La première, très brève, avec un Français en transit vers l’Australie.

« Vous vivez là-bas ?
– Oh oui, Sydney ! Franchement, la France, c’est plus possible… Ma femme a eu peur en voyant Paris. Il faut la comprendre, elle est australienne… Les Halles, Barbès, tout ça… L’horreur ! C’est plus Paris, c’est le Maghreb. En Province, ça va encore… Y’a encore des coins tranquilles. Mais Paris, c’est foutu… La France, c’est foutu. C’est trop tard, maintenant. Il faut partir, pendant qu’il est encore temps.
– Diriez-vous que vous êtes raciste ?
– Raciste ? Oui, bien sûr ! C’est naturel, d’être raciste ! J’en suis fier ! Quoi de plus normal ? »

J’ai laissé cet homme rejoindre son terminal, entamant alors une seconde conversation avec un groupe de quatre Américains, cette fois-ci, deux couples de septuagénaires et de quadragénaires, qui attendaient avec moi leur avion vers le Vietnam. Le premier homme se disait détective à la retraite (spécialisé dans les preuves de prostitution, à New York), le second ingénieur chez AT/T.

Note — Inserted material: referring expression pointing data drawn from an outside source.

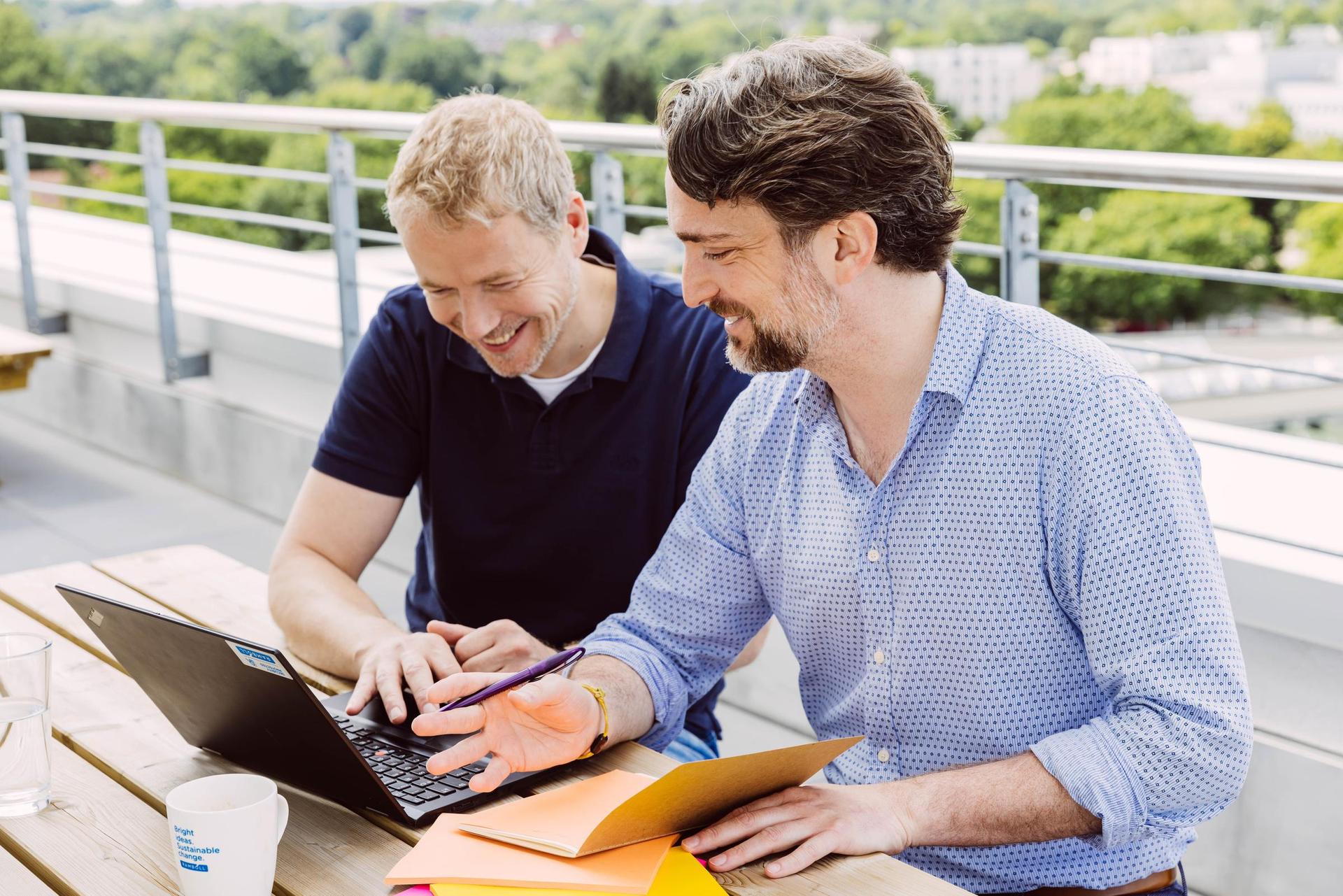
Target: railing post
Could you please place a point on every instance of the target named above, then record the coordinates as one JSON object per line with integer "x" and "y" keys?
{"x": 17, "y": 163}
{"x": 160, "y": 220}
{"x": 609, "y": 195}
{"x": 343, "y": 211}
{"x": 1020, "y": 270}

« Vous êtes français ? Oh, merveilleux ! C’est un si beau pays, la France… Mais si cher ! Dites-nous, nous aimerions avoir votre sentiment sur ce qui se passe dans votre pays… Il y a quelque chose qui nous inquiète beaucoup, voyez-vous. Nous en entendons souvent parler, chez nous. Il s’agit de nombre grandissant de Musulmans en Europe. Nous avons très peur qu’ils prennent le pouvoir. En fait, c’est inéluctable. Ils sont déjà si nombreux, ils font beaucoup plus d’enfants que nous… Vous auriez dû réagir plus tôt. Il y a quinze ans. Mais c’est trop tard, et nous avons vraiment peur… S’ils prenaient le pouvoir en Europe, ça nous ferait des alliés en moins, vous comprenez. Ce n’est pas un problème racial (nous sommes passés à une époque post-raciale), c’est vraiment un problème de religion, car l’Islam a des ambitions politiques.

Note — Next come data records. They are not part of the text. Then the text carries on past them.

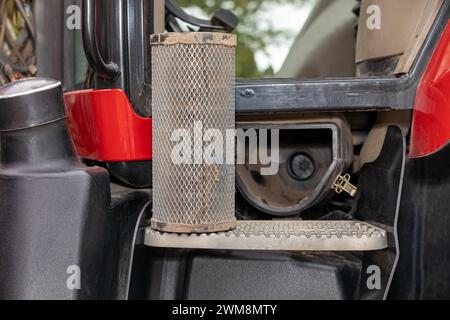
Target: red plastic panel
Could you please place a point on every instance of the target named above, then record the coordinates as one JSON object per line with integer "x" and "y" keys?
{"x": 104, "y": 127}
{"x": 431, "y": 124}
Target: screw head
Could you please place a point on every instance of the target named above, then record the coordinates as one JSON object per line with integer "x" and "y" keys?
{"x": 302, "y": 167}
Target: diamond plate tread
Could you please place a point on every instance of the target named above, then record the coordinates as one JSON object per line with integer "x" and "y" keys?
{"x": 280, "y": 236}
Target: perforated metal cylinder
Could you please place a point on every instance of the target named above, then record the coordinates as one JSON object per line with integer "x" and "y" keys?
{"x": 193, "y": 92}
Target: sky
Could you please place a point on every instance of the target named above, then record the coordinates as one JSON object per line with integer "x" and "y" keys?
{"x": 286, "y": 17}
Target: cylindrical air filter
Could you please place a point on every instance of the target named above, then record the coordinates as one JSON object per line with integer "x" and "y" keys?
{"x": 193, "y": 103}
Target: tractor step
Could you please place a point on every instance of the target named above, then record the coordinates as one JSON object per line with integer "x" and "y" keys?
{"x": 279, "y": 235}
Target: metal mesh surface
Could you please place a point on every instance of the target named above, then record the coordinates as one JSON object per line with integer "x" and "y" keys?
{"x": 192, "y": 83}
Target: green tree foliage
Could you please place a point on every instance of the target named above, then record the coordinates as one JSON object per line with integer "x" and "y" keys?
{"x": 254, "y": 34}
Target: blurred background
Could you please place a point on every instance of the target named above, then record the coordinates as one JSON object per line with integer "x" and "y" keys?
{"x": 267, "y": 30}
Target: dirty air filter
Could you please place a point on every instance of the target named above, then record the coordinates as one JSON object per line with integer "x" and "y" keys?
{"x": 193, "y": 92}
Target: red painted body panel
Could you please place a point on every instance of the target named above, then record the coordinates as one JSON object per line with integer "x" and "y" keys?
{"x": 104, "y": 126}
{"x": 431, "y": 123}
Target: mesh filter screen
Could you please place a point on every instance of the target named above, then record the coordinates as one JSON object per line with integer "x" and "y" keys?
{"x": 193, "y": 83}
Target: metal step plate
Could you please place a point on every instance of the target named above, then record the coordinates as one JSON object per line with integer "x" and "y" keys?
{"x": 280, "y": 235}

– Je ne pense pas que l’Islam prendra le pouvoir en Europe. Ce n’est pas quelque chose que nous craignons, chez nous.

– Vous devriez, peut-être…

- Vous dites ça, mais le multiculturalisme est une notion que l’Europe importe des Etats-Unis. Vous me dites craindre l’Islam, mais Obama fait souvent pression sur l’Europe pour qu’elle soit plus libérale en termes de religion.

– Oh, vous savez, nous détestons Obama ! C’est une pure création du Parti Démocrate. Par exemple, il n’y a aucune preuve qu’il ait effectivement suivi des cours à l’Université. Personne n’est en mesure de produire le moindre document là-dessus.

– J’ai lu son livre, Les mémoires de mon père… Une belle autobiographie ! Et puis il est bon orateur, non ?

– Son livre, il ne l’a pas écrit. Vous savez pourquoi ? Ses livres sont écrits de façons si différentes qu’il s’agit d’une plume différente à chaque fois, c’est évident. Quant à ses talents d’orateur, ils sont plus que discutables. Il n’est bon qu’avec un prompteur, en fait.

« Pour tout vous dire, nous pensons que le niveau général est en baisse… La presse aux Etats-Unis verse complètement dans le politiquement correct car elle est aux mains de quelques groupes financiers. Il n’y a plus de réelle démocratie, aujourd’hui. Tout est maîtrisé par des gens comme George Soros, qui n’est d’ailleurs pas pour rien dans l’ascension d’Obama.

« Ce que nous reprochons surtout à Obama, c’est de faire des Etats-Unis un pays socialiste. Par petites touches, il modifie profondément notre Nation. Nous devenons un pays d’assistés ! Aujourd’hui, vous avez droit à 99 semaines d’indemnités chômage. 99 semaines ! C’est absurde ! Et la moitié de la population ne paie pas d’impôts. Notre Amérique à nous, celle à laquelle nous croyons, c’est celle de l’initiative individuelle, la foi dans l’action, l’incitation à agir, à créer grâce à la récompense de l’argent. Les USA, ce sont les libertés individuelles.

« Regardez ces deux Chinoises, par exemple, qui tiennent ce restaurant. Elles attendent le client. Aux Etats-Unis, nous serions déjà en train d’aller vers le client potentiel pour l’inciter à venir dans notre établissement !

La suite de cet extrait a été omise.